Były piłkarz Chelsea krytycznie ocenia początki Cucurelli w zespole The Blues.
We wtorkowym spotkaniu Ligi Mistrzów przeciwko Borussi Dortmund Cucurella zagrał bardzo dobre spotkanie które skutkowało otrzymaniem nagrody zawodnika meczu. Jest to swego rodzaju przełamanie dla Hiszpania, bowiem w ostatnich tygodniach bardzo często zaczynał on spotkania na ławce rezerwowych, a nawet jak grał to zbierał on negatywne noty od krytyków. O słabych początkach 24-latka wypowiedział się Wiliam Gallas który zagrał dla Chelsea 225 w latach 2006-2011.

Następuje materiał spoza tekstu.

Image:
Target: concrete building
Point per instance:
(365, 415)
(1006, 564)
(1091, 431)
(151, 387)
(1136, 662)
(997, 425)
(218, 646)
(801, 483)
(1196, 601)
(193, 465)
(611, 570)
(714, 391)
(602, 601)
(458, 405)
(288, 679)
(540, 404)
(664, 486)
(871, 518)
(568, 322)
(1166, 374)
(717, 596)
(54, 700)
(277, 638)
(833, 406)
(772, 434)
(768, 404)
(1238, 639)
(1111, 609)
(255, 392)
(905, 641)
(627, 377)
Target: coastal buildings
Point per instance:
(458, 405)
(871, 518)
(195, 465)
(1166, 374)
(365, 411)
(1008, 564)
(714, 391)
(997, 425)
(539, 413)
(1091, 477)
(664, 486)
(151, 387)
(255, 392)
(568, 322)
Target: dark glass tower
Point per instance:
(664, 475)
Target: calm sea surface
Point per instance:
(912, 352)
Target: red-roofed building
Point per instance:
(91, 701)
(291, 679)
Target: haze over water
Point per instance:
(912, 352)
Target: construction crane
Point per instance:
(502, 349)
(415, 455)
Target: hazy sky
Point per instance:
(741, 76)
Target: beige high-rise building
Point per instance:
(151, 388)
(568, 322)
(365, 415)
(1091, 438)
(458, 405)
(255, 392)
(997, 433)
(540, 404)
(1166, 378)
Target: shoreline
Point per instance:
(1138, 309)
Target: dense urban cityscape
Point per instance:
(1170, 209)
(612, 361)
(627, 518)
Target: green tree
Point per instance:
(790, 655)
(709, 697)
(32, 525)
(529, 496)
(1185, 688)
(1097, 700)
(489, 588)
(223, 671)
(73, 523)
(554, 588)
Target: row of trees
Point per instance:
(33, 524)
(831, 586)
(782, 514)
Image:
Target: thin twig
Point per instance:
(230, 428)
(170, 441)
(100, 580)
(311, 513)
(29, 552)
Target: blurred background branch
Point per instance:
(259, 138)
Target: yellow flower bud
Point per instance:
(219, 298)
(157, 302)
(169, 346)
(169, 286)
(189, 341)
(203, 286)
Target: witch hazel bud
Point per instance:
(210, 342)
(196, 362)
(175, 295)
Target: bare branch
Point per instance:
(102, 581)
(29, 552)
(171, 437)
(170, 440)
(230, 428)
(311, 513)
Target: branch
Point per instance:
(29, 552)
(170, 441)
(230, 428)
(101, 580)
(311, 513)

-Nie mam nic personalnie do Marca. Nie znam go ale szanuję, jak każdego innego człowieka.
-Jednak moim zdaniem płacenie takich pieniędzy za zawodnika które nawet nie gra dla drużyny narodowej jest chore!
-Być może Chelsea jest po prostu dla niego zbyt dużym klubem, nie jest on jeszcze na takim poziomie, żeby tu grać. Dlatego moim zdaniem problem leży w klubie, a nie w zawodnikach. Chelsea powinna sprowadzać piłkarzy którzy są gotowi, aby grać dla tego herbu.
Cucurella nie był jedyną osobą której się oberwało. Gallas skrytykował obecne działania zarządu Chelsea, podając za przykład Mudryka.
-Mudryk dzisiaj nie zagrał, dlaczego? Nie mam pojęcia czy nie jest gotowy, czy nie pasuje mu ten system czy może woli grać na innej pozycji.
-Ale to jest kolejny przykład tego, że właściciele do końca nie wiedzą co robią. Wydają pieniądze, ponieważ mają pieniądze do wydania. Kupują zawodników bez znaczenia czy pasują oni do składu czy nie, na przykład Mudryk.
-Właściciele będą musieli poradzić sobie z presją tego, że kupili zbyt dużo piłkarzy. Większość z nich nawet nie wie co robi w tym klubie.